Decision 7: Umlaut normalization via expansion, not collapsing (SA-156)

Chosen: Expand Unicode umlauts to digraphs (ü→ue, ö→oe, ä→ae, ß→ss), then strip remaining diacritics. Both Müller and Mueller normalize to mueller.
Rejected: Collapsing digraphs to base vowels (ue→u, oe→o). This mangled non-German names: Joel→jol, Sue→su, Bauer→bar.
Rationale: Expansion is safe for all names — only actual Unicode characters are transformed. ASCII names pass through untouched.
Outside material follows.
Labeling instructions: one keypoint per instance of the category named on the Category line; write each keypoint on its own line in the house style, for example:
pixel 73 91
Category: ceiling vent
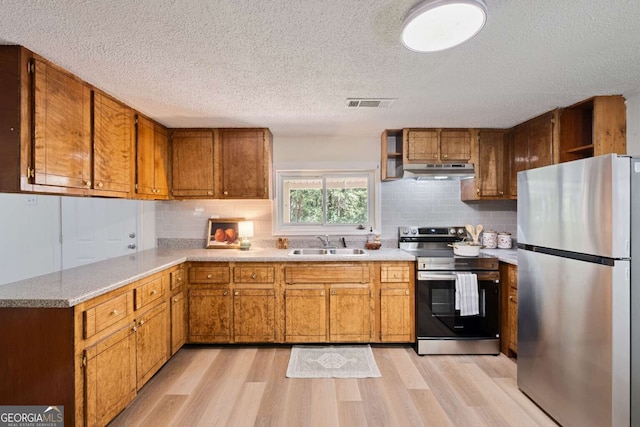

Known Trade-offs and Debt¶

Full table scan for alias matching: The exact alias match queries all Person records for an avatar and checks aliases in Python rather than using a database index. This is acceptable for the current scale (users have <100 contacts) but would need indexing for larger contact lists.
Embedding search is in-application: Cosine similarity is computed in Python over all Person embeddings rather than using a vector database index (e.g., pgvector ANN). This limits scalability but avoids infrastructure complexity at current scale.
No disambiguation learning: The system doesn't learn from past disambiguation choices. If the user always means "Thomas Weber (friend)" when they say "Thomas," the system still asks every time there are multiple Thomases. A frequency-based prior could improve this.
Singleton role detection relies on LLM: Whether a role is "singleton" (typically one person) is determined by the LLM during intent classification. Misclassification (e.g., treating "cousin" as singleton) can cause false role conflict alerts.
One-turn timeout is aggressive: If the user doesn't respond to the disambiguation question on the immediately next turn, the system times out and drops pending facts. A more forgiving approach would allow the user to return to disambiguation across multiple turns.